Es tonto decir que ‘La Casa de las Flores’ es una telenovela, pero igual es genial

Mi principal duda sobre Las Casa de las Flores era sobre si Verónica Castro podía dar el tono para algo más parecido a una serie que visualmente le tira a ser televisión de prestigio o si sus cualidades estaban atrofiadas por tantos años de telenovelas. Un pensamiento lateral fue si era realmente necesario que sumado al halo de ser una de las primeras series mexicanas en Netflix y tener a una actriz de moda (Aislinn Derbez) era realmente riguroso hacer una contratación-a-la-Ryan-Murphy como la Vero para levantar la notoriedad de La Casa. Sobra, pero no estorba.

A mí lo que me vende el producto es que es una producción de Manolo Caro, director que cuenta con críticas agridulces en la  prensa especializada de nuestro país, tomada por redactores hambrientos de ir a junkets de prensa y quedar bien. En lo personal, siempre he sido fanático de Manolo Caro por su sentido estético y guiones, aunque pienso que su gusto por el teatro lo lleva a una falta de creatividad en las tomas. Sets hermosos que no acaban de lucir por tomas claustrofóbicas y demasiado enamoradas de las trigueñas con caras simétricas que suelen ser sus musas. De cualquier manera, sus resultados están entre mis favoritos del cine mexicano reciente.

Surgía otra pregunta, si Caro podía sostener una serie de 13 capítulos de media o más bien, darle suficiente interés a una película de casi seis horas.  De un primer vistazo a casi la mitad de La Casa me queda claro que hay una intención innovadora en llevar algo que es superior a una teleserie de Argos y con el arriesgado enfoque de no voltear a ver las convenciones de los dramedy gringos. Por ejemplo, esto no es Master of None y sus ensayos con estructura aristotélica en media hora. Hay una convención adictiva de la telenovela (y en general de las series semanales) que es la dependencia a los ganchos al final de cada episodio, aunque el formato streaming se hubiera prestado a tratamientos más experimentales.

Es el caso contrario a Club de Cuervos, que tenía a un director/guionista que estudió con maestría el humor negro de los gringos. Desde los dramas de Wes Anderson hasta la absurdo de Arrested Development, Gaz Alazraki extrajo los conocimientos con maestría y humildad, ya que sumó a su equipo a un norteamericano para que lo apoyara a estructurar Cuervos a manera de comedia de situación.
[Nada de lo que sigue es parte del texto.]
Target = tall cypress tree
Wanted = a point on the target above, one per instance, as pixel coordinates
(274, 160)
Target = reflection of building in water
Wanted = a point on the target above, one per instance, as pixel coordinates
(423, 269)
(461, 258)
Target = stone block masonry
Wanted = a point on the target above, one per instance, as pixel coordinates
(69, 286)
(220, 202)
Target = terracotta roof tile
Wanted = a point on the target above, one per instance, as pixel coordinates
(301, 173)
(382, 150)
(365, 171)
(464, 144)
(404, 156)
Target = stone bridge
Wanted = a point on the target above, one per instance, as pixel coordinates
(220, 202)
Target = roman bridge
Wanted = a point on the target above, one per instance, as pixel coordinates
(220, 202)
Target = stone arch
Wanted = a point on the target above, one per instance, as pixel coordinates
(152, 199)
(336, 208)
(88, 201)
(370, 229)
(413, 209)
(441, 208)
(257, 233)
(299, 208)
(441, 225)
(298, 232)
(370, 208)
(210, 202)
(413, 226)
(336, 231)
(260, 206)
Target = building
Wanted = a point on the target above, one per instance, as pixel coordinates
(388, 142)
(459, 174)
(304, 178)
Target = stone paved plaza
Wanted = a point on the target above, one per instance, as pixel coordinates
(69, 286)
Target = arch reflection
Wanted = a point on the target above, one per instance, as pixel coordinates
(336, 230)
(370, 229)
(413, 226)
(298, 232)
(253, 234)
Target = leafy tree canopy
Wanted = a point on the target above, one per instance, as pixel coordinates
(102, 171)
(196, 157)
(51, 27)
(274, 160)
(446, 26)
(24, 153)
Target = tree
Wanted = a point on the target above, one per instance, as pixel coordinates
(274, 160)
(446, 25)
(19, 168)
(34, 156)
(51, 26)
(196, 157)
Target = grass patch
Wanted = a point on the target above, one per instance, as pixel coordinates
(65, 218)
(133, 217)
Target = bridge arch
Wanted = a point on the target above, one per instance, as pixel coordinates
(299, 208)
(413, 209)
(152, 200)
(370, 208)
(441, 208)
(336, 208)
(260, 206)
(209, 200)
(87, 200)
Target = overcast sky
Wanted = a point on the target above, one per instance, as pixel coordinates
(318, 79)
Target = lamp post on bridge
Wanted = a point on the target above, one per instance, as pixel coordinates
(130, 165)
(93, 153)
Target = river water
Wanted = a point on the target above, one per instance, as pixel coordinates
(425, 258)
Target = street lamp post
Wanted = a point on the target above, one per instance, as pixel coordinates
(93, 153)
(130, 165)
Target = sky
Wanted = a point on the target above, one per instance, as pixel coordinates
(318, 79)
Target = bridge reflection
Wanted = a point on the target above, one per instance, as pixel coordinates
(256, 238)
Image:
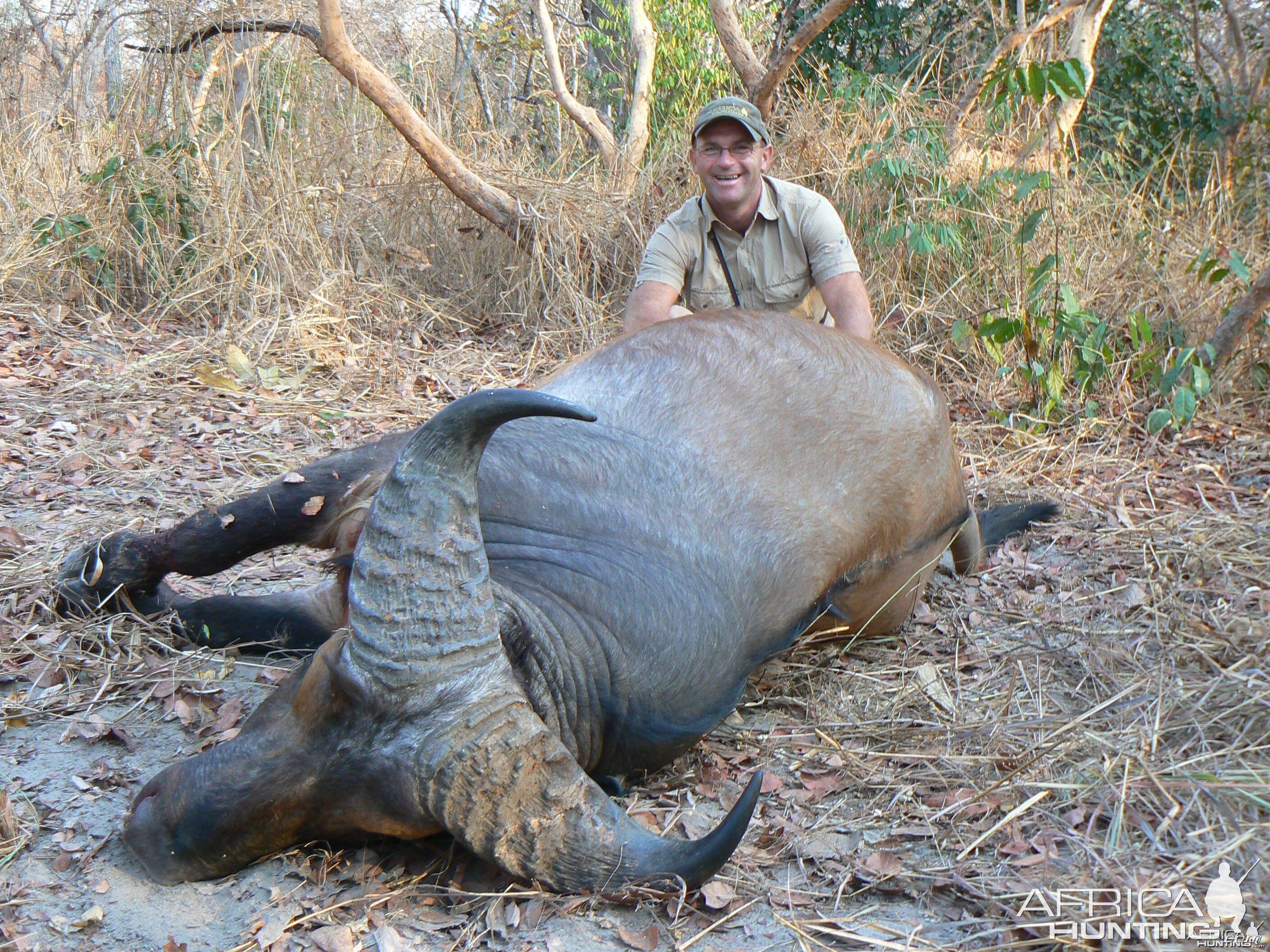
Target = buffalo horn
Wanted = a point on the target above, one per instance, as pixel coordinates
(426, 640)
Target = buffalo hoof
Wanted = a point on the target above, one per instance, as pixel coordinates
(111, 574)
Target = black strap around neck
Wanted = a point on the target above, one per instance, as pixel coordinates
(732, 288)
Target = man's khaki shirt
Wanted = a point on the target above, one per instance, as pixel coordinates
(796, 243)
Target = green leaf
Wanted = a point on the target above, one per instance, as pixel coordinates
(1239, 268)
(1040, 276)
(1028, 230)
(1075, 69)
(1140, 330)
(1157, 421)
(1170, 379)
(1201, 380)
(1184, 407)
(1061, 82)
(1070, 304)
(999, 330)
(1029, 183)
(1037, 84)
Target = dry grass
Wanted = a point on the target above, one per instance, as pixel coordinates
(1107, 672)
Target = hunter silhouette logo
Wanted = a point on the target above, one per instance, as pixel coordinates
(1154, 913)
(1225, 899)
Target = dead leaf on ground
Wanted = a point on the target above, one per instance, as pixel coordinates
(228, 715)
(209, 377)
(10, 542)
(75, 462)
(389, 940)
(934, 687)
(790, 899)
(644, 940)
(718, 894)
(239, 363)
(884, 864)
(408, 256)
(333, 938)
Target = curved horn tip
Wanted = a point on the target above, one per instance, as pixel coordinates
(700, 860)
(498, 405)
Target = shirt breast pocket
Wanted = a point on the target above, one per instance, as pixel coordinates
(709, 296)
(787, 293)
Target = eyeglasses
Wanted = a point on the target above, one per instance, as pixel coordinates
(742, 151)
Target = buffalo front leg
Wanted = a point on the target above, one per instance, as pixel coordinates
(126, 569)
(301, 620)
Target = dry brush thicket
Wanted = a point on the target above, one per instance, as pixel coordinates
(1108, 672)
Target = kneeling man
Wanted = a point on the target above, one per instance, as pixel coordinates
(750, 240)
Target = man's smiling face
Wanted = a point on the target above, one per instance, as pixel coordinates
(731, 181)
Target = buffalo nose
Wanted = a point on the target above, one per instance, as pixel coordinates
(145, 834)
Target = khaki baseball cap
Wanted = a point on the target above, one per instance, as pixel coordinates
(733, 108)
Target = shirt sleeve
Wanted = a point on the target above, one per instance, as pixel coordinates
(666, 258)
(828, 249)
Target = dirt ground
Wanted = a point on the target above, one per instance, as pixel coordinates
(1093, 710)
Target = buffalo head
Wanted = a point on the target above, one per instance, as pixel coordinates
(416, 721)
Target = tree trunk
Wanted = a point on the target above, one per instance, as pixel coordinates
(242, 80)
(114, 72)
(635, 141)
(1239, 320)
(763, 82)
(1081, 46)
(491, 202)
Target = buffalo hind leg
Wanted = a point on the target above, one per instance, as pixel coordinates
(126, 569)
(298, 620)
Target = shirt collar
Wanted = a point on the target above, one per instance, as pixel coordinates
(766, 206)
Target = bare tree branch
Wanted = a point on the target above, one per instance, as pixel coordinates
(635, 141)
(226, 27)
(488, 201)
(41, 31)
(586, 117)
(502, 210)
(735, 42)
(763, 82)
(1081, 46)
(1014, 40)
(780, 63)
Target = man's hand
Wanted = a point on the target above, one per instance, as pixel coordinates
(651, 302)
(847, 300)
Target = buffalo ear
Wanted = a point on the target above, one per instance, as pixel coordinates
(329, 686)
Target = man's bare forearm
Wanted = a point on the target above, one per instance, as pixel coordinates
(847, 300)
(648, 304)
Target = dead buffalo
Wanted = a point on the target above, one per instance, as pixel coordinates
(679, 506)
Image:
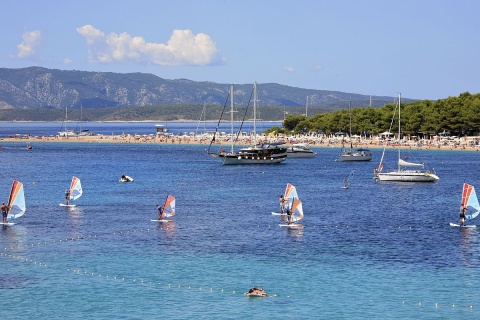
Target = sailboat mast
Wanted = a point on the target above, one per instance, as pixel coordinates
(350, 109)
(255, 113)
(231, 114)
(399, 133)
(306, 108)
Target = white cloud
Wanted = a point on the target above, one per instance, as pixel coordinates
(31, 40)
(183, 48)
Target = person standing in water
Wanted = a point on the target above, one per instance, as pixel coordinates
(281, 201)
(4, 209)
(160, 212)
(463, 218)
(67, 196)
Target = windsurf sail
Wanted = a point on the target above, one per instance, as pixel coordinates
(290, 192)
(297, 210)
(16, 202)
(470, 200)
(169, 207)
(348, 181)
(75, 189)
(404, 163)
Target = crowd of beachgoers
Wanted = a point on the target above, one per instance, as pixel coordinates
(314, 140)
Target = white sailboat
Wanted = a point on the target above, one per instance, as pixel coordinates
(470, 202)
(168, 210)
(16, 203)
(351, 154)
(348, 181)
(259, 153)
(66, 133)
(403, 174)
(74, 192)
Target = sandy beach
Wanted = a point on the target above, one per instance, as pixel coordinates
(464, 143)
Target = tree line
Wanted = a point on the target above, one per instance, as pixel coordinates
(457, 116)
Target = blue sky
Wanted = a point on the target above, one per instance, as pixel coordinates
(423, 49)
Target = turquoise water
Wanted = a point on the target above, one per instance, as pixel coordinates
(376, 250)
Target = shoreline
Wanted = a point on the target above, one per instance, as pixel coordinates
(313, 142)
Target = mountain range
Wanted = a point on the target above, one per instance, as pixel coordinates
(41, 88)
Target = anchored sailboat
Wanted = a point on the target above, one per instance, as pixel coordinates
(259, 153)
(470, 202)
(16, 203)
(66, 133)
(73, 193)
(168, 210)
(402, 174)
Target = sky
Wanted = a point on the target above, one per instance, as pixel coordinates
(423, 49)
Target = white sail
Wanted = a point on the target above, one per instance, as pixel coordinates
(75, 189)
(16, 202)
(470, 200)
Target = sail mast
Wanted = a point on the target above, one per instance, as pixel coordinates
(306, 108)
(231, 113)
(350, 109)
(255, 113)
(399, 128)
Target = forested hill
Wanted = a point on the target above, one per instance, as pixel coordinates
(458, 116)
(41, 88)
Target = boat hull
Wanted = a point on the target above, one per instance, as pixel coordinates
(408, 176)
(231, 159)
(355, 158)
(301, 154)
(356, 155)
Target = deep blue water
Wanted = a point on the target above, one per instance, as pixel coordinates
(376, 250)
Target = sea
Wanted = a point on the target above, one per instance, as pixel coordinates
(377, 250)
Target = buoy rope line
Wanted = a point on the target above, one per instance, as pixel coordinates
(129, 232)
(170, 285)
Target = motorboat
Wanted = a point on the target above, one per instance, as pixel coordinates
(300, 150)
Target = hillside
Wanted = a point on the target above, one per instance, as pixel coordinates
(41, 88)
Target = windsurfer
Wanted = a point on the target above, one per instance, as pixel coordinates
(160, 212)
(463, 219)
(289, 215)
(281, 200)
(256, 292)
(4, 212)
(67, 196)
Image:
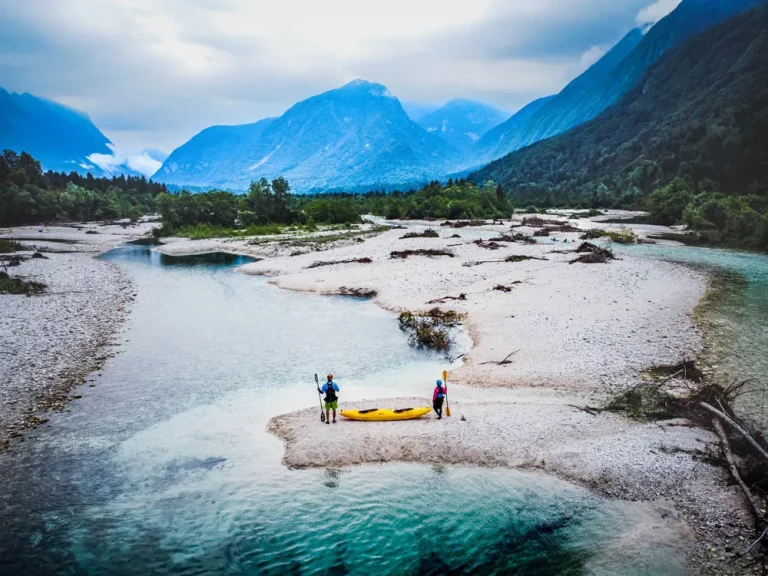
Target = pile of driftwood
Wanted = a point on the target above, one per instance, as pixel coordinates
(403, 254)
(463, 223)
(592, 254)
(743, 449)
(428, 233)
(512, 258)
(521, 238)
(334, 262)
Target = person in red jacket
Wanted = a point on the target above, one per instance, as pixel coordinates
(437, 398)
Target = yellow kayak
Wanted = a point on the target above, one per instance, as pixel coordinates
(381, 414)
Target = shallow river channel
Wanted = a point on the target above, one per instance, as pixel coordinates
(165, 465)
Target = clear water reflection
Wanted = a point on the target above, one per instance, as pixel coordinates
(165, 467)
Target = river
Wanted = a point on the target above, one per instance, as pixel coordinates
(734, 316)
(164, 466)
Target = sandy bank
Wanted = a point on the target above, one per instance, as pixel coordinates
(271, 246)
(580, 326)
(50, 342)
(84, 237)
(582, 329)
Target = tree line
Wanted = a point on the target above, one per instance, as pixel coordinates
(689, 143)
(30, 196)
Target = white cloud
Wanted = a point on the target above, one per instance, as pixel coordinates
(155, 72)
(655, 12)
(143, 164)
(117, 162)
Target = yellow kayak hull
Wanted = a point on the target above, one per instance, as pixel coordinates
(384, 414)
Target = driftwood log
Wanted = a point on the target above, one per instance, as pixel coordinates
(726, 446)
(736, 426)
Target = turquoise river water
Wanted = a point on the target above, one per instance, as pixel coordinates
(165, 466)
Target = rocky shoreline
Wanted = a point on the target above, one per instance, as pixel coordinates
(50, 342)
(581, 332)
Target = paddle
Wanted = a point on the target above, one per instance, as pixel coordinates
(319, 395)
(445, 383)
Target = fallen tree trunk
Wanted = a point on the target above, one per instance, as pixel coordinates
(736, 427)
(726, 445)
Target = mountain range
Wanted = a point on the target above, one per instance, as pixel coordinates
(700, 112)
(609, 78)
(462, 123)
(60, 137)
(354, 137)
(360, 137)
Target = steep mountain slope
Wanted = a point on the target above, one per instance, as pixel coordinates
(60, 137)
(495, 143)
(357, 136)
(617, 72)
(462, 123)
(211, 156)
(700, 113)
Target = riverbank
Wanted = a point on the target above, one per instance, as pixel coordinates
(580, 332)
(50, 342)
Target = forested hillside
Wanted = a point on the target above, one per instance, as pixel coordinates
(690, 141)
(30, 196)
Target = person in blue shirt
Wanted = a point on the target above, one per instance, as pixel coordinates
(331, 399)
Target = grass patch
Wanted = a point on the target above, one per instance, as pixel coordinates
(14, 285)
(205, 231)
(428, 233)
(592, 254)
(430, 329)
(8, 245)
(648, 403)
(624, 236)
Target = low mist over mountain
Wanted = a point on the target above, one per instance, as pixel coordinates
(357, 136)
(60, 137)
(462, 123)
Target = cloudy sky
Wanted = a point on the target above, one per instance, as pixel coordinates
(152, 73)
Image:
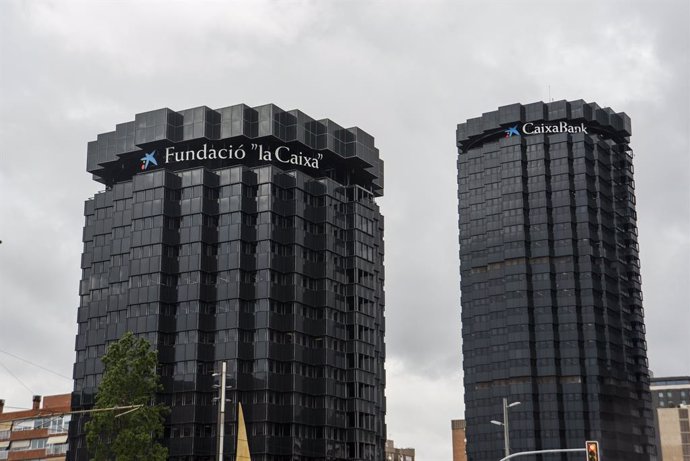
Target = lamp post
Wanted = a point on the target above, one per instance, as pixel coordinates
(222, 386)
(506, 437)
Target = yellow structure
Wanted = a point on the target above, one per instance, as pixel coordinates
(242, 440)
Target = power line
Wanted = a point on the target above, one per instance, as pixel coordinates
(36, 365)
(15, 377)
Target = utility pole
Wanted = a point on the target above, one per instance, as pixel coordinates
(506, 437)
(505, 424)
(221, 409)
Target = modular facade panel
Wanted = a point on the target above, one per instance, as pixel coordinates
(270, 262)
(550, 280)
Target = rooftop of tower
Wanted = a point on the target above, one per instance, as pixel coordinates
(614, 125)
(114, 156)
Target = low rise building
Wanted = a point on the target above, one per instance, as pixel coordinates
(671, 399)
(458, 430)
(398, 454)
(36, 433)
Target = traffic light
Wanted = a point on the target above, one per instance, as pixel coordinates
(592, 450)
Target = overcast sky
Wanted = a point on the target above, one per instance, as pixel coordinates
(407, 73)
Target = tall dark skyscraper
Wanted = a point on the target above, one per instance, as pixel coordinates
(550, 277)
(246, 235)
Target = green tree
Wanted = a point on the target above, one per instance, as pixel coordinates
(129, 378)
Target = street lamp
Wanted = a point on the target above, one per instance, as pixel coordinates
(505, 425)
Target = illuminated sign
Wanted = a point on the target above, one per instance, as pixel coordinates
(530, 128)
(253, 152)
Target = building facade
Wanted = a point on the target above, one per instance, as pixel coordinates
(36, 434)
(671, 398)
(552, 314)
(250, 236)
(457, 427)
(398, 454)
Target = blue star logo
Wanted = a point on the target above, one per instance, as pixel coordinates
(148, 159)
(512, 131)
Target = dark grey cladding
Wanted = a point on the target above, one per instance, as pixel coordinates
(552, 312)
(272, 267)
(353, 146)
(615, 125)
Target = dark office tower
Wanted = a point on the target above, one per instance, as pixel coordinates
(550, 278)
(246, 235)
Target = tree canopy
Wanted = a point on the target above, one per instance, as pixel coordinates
(129, 378)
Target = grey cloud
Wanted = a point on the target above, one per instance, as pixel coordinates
(406, 72)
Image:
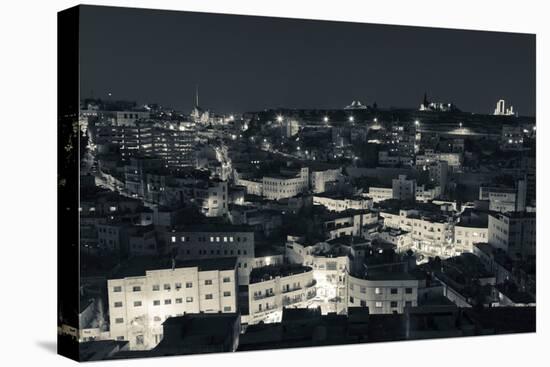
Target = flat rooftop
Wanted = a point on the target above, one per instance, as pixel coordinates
(272, 271)
(137, 266)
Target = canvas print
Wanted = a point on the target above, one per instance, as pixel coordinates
(234, 183)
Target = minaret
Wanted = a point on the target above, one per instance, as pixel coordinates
(197, 95)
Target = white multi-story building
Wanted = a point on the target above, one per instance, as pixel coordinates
(210, 242)
(285, 186)
(339, 203)
(466, 235)
(320, 178)
(513, 232)
(331, 264)
(424, 194)
(505, 198)
(432, 235)
(379, 194)
(383, 293)
(403, 189)
(211, 197)
(454, 160)
(143, 294)
(350, 223)
(274, 287)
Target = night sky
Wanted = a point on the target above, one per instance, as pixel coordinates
(246, 63)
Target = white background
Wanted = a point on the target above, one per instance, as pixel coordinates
(28, 180)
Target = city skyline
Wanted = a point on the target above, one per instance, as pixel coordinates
(390, 65)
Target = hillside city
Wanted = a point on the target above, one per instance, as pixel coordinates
(205, 231)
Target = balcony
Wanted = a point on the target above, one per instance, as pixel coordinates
(263, 296)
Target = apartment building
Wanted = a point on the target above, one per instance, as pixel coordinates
(275, 287)
(211, 242)
(384, 292)
(145, 292)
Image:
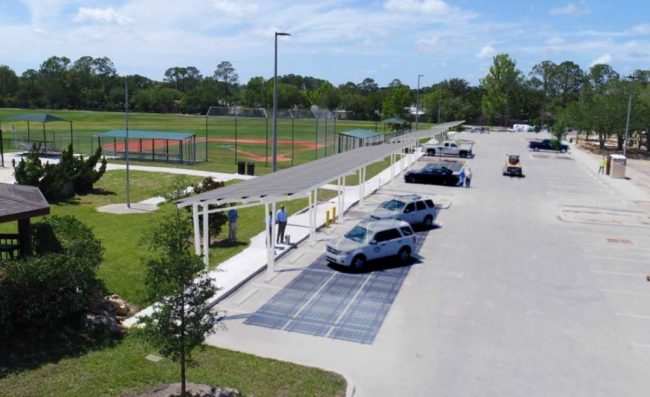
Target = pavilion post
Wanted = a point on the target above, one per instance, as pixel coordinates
(206, 236)
(197, 229)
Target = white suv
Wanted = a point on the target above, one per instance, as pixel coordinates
(372, 239)
(409, 208)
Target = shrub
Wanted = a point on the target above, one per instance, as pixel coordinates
(62, 180)
(57, 284)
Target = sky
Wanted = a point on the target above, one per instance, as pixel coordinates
(336, 40)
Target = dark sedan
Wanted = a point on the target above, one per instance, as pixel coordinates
(436, 174)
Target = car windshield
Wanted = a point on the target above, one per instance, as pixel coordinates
(357, 234)
(393, 205)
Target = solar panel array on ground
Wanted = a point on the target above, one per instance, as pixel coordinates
(327, 303)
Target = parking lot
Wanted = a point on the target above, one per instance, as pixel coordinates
(533, 286)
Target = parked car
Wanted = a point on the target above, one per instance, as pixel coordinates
(448, 148)
(548, 144)
(370, 240)
(438, 174)
(410, 208)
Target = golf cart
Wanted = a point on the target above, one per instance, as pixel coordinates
(513, 166)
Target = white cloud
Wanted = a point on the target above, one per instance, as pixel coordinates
(101, 15)
(486, 52)
(605, 58)
(237, 8)
(418, 6)
(568, 9)
(642, 29)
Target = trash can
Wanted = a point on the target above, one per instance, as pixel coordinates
(618, 166)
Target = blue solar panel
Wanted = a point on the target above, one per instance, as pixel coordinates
(309, 327)
(360, 319)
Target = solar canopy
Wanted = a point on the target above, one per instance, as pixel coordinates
(293, 181)
(420, 134)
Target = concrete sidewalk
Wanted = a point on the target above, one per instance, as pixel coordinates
(236, 271)
(636, 187)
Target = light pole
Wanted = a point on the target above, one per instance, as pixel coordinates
(417, 103)
(275, 102)
(627, 125)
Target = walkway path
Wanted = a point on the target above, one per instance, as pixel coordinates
(237, 270)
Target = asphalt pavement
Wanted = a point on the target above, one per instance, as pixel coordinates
(528, 286)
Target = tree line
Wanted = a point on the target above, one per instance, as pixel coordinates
(550, 93)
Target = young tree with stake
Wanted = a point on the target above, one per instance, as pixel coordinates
(177, 280)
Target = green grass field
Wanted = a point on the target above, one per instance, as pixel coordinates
(312, 139)
(122, 369)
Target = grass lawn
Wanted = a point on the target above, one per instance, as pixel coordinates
(122, 367)
(221, 154)
(123, 236)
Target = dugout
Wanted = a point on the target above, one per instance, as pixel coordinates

El punto a cuestionar sería la falta de una cohesión visual en la serie. No tiene una fotografía icónica. Lo menciono porque con Manolo Caro es lo contrario y tiene su mérito al ignorar este método de imitar un género gringo en su totalidad, sumando a su impactante sentido de la estética.

Quién haya visto una telenovela o varias en su vida sabrá que esto no es un culebrón y hasta sería algo estúpido afirmar que Netflix se está poblando de contenidos así. Es un drama exagerado, por supuesto, pero como alguien que ha visto varias telenovelas enteras puedo afirmar que ya quisiéramos haber tenido esto todos los días a las nueve de la noche.

Bocadillo: Más series por creadores mexicanos, por favor. Las necesitamos para que ya no sea noticia cuando surja una.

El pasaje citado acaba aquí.